西国三十三所のひとつである名刹のはずですが、そのようなお寺にしては珍しくホームページもないようで、もしかしてやたら敷居が高いお寺さんかしら? とか思いながらの参拝でした。

実際に伺ったところ全くそんなこともなく、むしろ親近感を感じるステキなお寺さんでしたよ!
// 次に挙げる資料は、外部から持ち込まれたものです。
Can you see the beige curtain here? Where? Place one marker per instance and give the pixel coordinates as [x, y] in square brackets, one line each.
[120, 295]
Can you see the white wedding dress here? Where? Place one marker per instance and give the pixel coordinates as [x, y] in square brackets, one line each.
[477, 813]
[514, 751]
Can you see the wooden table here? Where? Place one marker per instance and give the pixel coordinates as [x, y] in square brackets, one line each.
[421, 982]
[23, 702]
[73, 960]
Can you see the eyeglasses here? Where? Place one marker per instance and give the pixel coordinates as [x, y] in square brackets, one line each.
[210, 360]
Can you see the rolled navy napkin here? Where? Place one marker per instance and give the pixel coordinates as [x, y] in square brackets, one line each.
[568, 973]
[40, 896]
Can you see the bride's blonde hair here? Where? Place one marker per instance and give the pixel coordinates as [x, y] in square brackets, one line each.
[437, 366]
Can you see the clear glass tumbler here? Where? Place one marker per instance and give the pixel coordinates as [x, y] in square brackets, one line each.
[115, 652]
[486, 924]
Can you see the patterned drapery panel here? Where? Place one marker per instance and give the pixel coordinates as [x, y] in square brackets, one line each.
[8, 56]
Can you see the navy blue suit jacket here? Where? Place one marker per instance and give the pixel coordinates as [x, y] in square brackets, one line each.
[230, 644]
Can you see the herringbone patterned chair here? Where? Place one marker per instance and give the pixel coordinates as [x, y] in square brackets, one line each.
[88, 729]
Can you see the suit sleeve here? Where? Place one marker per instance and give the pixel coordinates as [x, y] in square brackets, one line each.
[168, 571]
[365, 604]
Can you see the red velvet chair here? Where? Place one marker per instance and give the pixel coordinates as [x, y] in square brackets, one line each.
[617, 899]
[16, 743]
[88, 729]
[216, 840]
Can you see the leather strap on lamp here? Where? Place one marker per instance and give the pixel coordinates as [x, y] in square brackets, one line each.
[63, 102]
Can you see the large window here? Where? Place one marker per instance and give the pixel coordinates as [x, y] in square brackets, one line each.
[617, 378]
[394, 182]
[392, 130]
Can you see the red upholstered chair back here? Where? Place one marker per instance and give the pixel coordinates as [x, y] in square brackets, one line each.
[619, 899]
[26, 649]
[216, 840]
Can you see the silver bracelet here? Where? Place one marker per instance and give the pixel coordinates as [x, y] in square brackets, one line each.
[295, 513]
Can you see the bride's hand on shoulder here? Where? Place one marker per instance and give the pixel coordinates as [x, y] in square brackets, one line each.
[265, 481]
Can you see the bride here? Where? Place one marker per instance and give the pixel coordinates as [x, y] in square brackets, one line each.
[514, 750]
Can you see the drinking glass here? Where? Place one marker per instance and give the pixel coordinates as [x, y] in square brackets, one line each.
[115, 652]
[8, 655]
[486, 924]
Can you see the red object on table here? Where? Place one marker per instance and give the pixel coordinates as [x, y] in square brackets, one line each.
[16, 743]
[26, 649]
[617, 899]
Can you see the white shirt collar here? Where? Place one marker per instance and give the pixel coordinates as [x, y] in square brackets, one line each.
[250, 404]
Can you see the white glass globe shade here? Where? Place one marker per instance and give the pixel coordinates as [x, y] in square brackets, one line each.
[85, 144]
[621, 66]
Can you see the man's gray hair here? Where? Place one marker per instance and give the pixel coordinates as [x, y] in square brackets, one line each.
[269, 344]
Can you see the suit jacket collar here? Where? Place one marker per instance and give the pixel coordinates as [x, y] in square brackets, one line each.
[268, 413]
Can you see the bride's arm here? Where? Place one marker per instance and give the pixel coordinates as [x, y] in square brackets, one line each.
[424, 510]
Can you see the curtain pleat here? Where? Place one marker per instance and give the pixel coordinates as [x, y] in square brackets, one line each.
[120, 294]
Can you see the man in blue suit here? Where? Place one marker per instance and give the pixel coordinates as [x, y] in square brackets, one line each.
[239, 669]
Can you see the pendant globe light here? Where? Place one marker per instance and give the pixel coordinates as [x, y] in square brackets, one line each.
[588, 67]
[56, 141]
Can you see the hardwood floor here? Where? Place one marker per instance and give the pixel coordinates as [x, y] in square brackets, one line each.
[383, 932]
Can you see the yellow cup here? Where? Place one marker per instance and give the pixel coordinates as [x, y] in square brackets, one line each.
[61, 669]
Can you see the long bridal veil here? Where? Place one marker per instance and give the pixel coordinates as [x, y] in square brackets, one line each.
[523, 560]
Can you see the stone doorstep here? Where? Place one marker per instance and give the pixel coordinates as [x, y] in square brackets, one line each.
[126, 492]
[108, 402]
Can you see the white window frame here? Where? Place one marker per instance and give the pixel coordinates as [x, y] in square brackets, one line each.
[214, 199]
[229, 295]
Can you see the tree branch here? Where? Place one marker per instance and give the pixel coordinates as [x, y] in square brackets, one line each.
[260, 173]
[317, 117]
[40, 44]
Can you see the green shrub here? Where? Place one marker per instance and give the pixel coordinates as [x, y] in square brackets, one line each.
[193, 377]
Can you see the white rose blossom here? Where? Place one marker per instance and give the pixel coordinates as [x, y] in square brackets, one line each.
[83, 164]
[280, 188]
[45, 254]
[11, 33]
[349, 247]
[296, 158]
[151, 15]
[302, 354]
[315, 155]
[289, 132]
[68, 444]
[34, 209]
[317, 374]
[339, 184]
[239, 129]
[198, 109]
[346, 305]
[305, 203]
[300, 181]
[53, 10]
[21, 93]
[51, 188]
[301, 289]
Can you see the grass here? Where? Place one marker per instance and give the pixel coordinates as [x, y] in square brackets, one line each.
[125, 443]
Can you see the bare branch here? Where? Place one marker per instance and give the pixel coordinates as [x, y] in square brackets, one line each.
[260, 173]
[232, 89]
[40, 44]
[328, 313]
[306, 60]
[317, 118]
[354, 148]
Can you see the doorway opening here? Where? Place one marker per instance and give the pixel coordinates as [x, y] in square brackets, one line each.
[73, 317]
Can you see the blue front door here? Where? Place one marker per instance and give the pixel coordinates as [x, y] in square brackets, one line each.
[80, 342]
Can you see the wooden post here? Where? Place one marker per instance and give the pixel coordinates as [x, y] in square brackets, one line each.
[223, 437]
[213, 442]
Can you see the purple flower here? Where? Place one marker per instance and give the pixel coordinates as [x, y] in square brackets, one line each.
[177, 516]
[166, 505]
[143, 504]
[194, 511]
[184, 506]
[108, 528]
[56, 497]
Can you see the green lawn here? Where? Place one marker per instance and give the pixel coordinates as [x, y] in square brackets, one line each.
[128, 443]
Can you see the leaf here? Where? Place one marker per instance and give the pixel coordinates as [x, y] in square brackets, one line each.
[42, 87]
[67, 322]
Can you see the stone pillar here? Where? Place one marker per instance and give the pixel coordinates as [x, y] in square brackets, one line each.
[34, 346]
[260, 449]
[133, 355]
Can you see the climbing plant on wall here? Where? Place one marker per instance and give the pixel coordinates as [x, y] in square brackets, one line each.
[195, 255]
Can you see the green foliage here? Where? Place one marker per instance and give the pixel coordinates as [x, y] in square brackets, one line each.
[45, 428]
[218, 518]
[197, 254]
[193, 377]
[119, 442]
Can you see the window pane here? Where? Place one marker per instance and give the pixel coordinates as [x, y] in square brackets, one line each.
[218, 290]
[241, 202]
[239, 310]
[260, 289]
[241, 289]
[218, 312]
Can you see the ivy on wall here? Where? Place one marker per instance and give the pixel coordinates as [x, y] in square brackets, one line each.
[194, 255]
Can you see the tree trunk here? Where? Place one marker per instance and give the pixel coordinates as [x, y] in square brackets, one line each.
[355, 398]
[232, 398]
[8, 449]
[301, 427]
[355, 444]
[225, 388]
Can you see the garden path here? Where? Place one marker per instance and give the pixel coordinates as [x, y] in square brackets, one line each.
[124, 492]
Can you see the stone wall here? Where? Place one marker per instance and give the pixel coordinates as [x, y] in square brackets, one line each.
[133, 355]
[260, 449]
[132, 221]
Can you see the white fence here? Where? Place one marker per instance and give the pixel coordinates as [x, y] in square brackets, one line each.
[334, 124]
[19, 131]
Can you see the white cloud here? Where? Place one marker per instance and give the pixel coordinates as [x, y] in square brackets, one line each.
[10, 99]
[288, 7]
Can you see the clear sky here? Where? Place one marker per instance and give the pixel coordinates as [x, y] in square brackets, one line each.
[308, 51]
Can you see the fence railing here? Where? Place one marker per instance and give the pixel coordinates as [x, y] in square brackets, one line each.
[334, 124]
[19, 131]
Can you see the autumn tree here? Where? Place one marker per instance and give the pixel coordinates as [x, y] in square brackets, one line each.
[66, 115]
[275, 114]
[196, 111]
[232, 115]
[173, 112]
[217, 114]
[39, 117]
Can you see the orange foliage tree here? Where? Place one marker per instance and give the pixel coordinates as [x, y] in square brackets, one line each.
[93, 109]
本堂内や庭園の拝観は有料になりますが、その価値は充分にありましたよ。

穴太寺ってこんなお寺さん

その他の参加霊場

  • 神仏霊場巡拝の道 京都 楽土の道 第百三十一番

穴太寺……なんと読むのでしょうか? たぶん「あなおじ」が正解……かな? かな?

穴太と言えばたぶん大津市の穴太が一番有名だと思いますが、こちらは「あのお」「あのう」と読みます。だからワタシも「あのうじ」だと思っていたのですが、Wikipediaを見ると「あなおじ」となっています。公式サイトもありませんので郵便局の郵便番号検索調べますと地名が「あなお」だと言うことがわかりましたので、お寺も「あなおじ」だろうという結論に至りました。

宝徳2年(1450年)成立の『穴太寺観音縁起』によれば、慶雲2年(705年)、文武天皇の勅願により大伴古麻呂が開創したとされる。

穴太寺の聖観音像は「身代わり観音」の伝説で知られ、この伝説が『今昔物語集』に取り上げられていることから、平安時代末期には観音霊場として当寺が知られていたことがわかる。『今昔物語集』所収の説話によると、昔、丹波国桑田郡の郡司をしていた男が、都の仏師に依頼して聖観音像を造り、仏師に褒美として自分の大切にしていた名馬を与えた。しかし、与えた名馬が惜しくなった男は、家来に命じて仏師を弓矢で射て殺してしまった。ところが、後で確認すると仏師は健在で、聖観音像の胸に矢が刺さっていた。改心した男は仏道を信じるようになったという。同様の説話は『扶桑略記』にもあるが、ここでは男の名が「宇治宮成」、仏師の名が「感世」とされている。この聖観音像は1968年(昭和43年)11月に盗難に遭っている。

応仁の乱の戦火によって伽藍が被害を受ける。天正年間(1573年 – 1593年)には、明智光秀の丹波攻めに巻き込まれて焼失した。

17世紀中頃に行廣上人が再興する。享保13年(1728年)に本堂が焼失するが、享保20年(1735年)に再建している。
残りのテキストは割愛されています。